Белфрида и Борус переглянулись, как будто вопрос был ужасно глупый, но она сжалилась над неопытным белым бюргером и снизошла до ответа:
— Я открыла косметический кабинет. Мы вдвоем — я и еще одна девушка. Клиентура у нас только избранная, настоящие дамы или пасторские жены — и не рассчитывайте, что вам удастся закрутить с какой-нибудь через меня. У них у всех есть кавалеры, и такие, что денег не считают.
Она вызывающе посмотрела на Нийла, потом неприязненно посмотрела на Софи, потом взглянула на Боруса и хихикнула.
Нийл сказал просительно:
— Я надеюсь, вы нас не поминаете лихом, Белфрида.
Она — небрежно:
— Нет, зачем же. Вы-то, конечно, что с вас взять, но миссис Кингсблад молодец. Она — с перцем. От белого мужчины, вроде вас, особенный прыти и ждать нечего, но она — она такая умница, что негритянке впору. Ну, рада была вас повидать, мистер.
— Гм… Белфрида, мне очень жаль, что мы не поладили. Возможно, тут во многом я виновен.
— Еще бы! Вы всегда вели себя так, как будто знали наверняка, что я нахалка, ну я и стала нахалкой. Господи боже! Я ведь не в гостиной росла! Я росла среди сапожных щеток и с тринадцати лет привыкла, что каждый встречный белый пристает ко мне. Когда я поступила к вам, мне сперва понравилось жить в отдельной комнатке, но вы с вашей Вестл повадились лазить туда и смеяться над моими вещами и что у меня не убрано. А между прочим, мистер, когда вечно приходится убирать чужие постели, то делается так тошно, что уж на свою смотреть не хочешь и думаешь: хоть у себя-то можно себе позволить быть неряхой, если тебе охота.
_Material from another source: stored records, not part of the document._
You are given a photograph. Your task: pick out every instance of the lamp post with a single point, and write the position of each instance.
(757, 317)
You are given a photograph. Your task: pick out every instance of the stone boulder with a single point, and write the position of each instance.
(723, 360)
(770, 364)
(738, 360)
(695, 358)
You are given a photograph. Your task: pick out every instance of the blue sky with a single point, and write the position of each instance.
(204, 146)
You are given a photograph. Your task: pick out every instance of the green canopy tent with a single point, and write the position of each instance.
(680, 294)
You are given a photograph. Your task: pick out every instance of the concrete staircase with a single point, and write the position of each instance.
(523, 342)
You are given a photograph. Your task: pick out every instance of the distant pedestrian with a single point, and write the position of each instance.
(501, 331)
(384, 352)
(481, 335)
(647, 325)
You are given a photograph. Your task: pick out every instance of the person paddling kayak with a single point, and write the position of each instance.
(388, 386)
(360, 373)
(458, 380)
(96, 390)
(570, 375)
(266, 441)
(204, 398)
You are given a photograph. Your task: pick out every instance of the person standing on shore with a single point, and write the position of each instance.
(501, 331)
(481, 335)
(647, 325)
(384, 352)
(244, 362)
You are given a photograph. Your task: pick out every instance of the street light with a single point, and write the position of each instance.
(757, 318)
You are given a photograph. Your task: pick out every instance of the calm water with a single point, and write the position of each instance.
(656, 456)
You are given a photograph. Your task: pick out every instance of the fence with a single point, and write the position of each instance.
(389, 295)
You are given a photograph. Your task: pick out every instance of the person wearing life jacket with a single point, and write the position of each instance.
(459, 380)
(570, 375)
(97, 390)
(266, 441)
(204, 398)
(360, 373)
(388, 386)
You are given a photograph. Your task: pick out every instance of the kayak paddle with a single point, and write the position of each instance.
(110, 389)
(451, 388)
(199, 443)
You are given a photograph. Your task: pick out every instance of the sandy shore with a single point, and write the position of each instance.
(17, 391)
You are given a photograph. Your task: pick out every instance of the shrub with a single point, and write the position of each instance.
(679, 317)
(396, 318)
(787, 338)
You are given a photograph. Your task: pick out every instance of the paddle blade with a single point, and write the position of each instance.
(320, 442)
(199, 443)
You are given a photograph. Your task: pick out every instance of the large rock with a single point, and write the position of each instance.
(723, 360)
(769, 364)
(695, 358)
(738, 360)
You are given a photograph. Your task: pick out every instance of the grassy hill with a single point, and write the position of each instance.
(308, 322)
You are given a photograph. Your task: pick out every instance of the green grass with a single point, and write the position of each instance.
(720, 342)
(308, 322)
Но вы и туда совались. И вечно шушукались про меня — шу-шу-шу да шу-шу-шу!
— Белфрида, мне очень жаль, честное слово.
— Ладно, что уж там. Ну, рада была повидать вас.
Наш мистер Кингсблад довольно ясно почувствовал, что аудиенция окончена, и, проглотив это, покорно поплелся к своему столику за безмолвной Софи, улыбающимся Филом Уиндеком и ироническим Райаном. Но прежде чем готовый вопрос успел сорваться с чьих-нибудь губ, он воскликнул:
— Она просто великолепна!
Мисс Софи Конкорд не стала дразнить его тем, что он получил щелчок от своей бывшей кухарки. Напротив. Она поддела его супружески шутливо:
— А в каких отношениях вы состояли с мисс Белфридой, мой милый друг? А? Вот что мне хотелось бы знать!
В укромном уголке стоял столик, за которым собирались обычно старейшины цветной колонии: Дрексель Гриншо, Уош, чистильщик обуви и Мак, проводник «Борапа», — когда он заезжал в город навестить сестру. Сегодня с ними был еще четвертый — механик Шугар Гауз. Фил Уиндек как будущий зять относился терпимо к величавому старому Рыцарю Камчатных Скатертей и потащил Нийла на поклон к дядитомовскому столику.